As Miss Alice, Robins is beautiful to hear and behold, but her performance lingers on a single note. She and Lamos apparently view the character as a concerted seducer, all tricks and wiles. (Irene Worth is reputed to have found much greater complexity in Miss Alice.) Robins’ interpretation renders Alice’s abandonment of Julian at the play’s end blandly predictable, and robs the third act of any suspense or surprise. The evening would be more interesting and emotionally affecting if Robins and Lamos allowed Miss Alice, at some points, to mean what she says to Julian; this would have given the impression that her course of action isn’t decided from the beginning.
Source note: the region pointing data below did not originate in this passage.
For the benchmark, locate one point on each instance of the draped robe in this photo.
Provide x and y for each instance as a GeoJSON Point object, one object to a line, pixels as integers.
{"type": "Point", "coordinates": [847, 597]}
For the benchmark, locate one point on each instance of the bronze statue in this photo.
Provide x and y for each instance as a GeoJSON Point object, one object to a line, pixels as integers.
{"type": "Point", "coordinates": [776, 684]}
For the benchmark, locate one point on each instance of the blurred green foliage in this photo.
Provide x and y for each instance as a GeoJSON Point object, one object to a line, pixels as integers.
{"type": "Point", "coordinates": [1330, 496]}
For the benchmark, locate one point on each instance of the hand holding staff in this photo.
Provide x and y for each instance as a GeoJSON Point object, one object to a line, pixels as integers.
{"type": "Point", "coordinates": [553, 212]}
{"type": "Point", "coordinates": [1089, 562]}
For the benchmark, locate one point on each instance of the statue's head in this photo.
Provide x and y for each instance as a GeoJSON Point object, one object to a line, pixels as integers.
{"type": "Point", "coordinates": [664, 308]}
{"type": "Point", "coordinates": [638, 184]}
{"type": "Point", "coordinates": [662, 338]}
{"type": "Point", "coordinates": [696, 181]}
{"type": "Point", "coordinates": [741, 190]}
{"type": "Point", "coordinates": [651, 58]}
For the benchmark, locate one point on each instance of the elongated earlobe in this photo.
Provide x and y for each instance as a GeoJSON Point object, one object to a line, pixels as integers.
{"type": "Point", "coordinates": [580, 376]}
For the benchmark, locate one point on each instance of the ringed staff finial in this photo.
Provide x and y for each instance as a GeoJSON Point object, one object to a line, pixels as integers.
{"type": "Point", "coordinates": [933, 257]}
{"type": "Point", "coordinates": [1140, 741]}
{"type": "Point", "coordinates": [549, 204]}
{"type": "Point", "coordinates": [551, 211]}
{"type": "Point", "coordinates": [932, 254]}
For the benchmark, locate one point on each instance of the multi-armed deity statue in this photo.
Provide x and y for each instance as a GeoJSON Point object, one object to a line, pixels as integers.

The most effective performance, because it’s the most varied, is John Michael Higgins’ Butler, a servant who won’t serve any master–and who, in fact, used to command Miss Alice as his mistress. Butler is essential to the play but, like a Shakespearean fool, stands somewhat apart from the action. He’s a foil to Julian, who longs to serve both God and man. Higgins invests Butler with an oily, limp-wristed quality that aligns him with the Lawyer and Cardinal. At the same time, he gives the character a sympathetic aspect appropriate to Butler’s function as Judas, who was both betrayer and disciple. Most important, Higgins provides extravagant comic relief, offsetting the high seriousness of Albee’s play and the operatic tone of Lamos’ direction.

If all aspects of Lamos’ energetic staging were on a par with Higgins’ contribution, this would be an ideal revival. Still and all, the production skitters along on the virtuosic energy of Albee’s writing, with hardly a pause for the audience to contemplate (at least until afterwards) the flaws in performance or text. The idiosyncratic allure of Albee’s characters and the cryptic yet compelling nature of his dialogue ensure that, whatever else Tiny Alice may be, it is, in Elliott Norton’s phrase, “a theatrical wonder.”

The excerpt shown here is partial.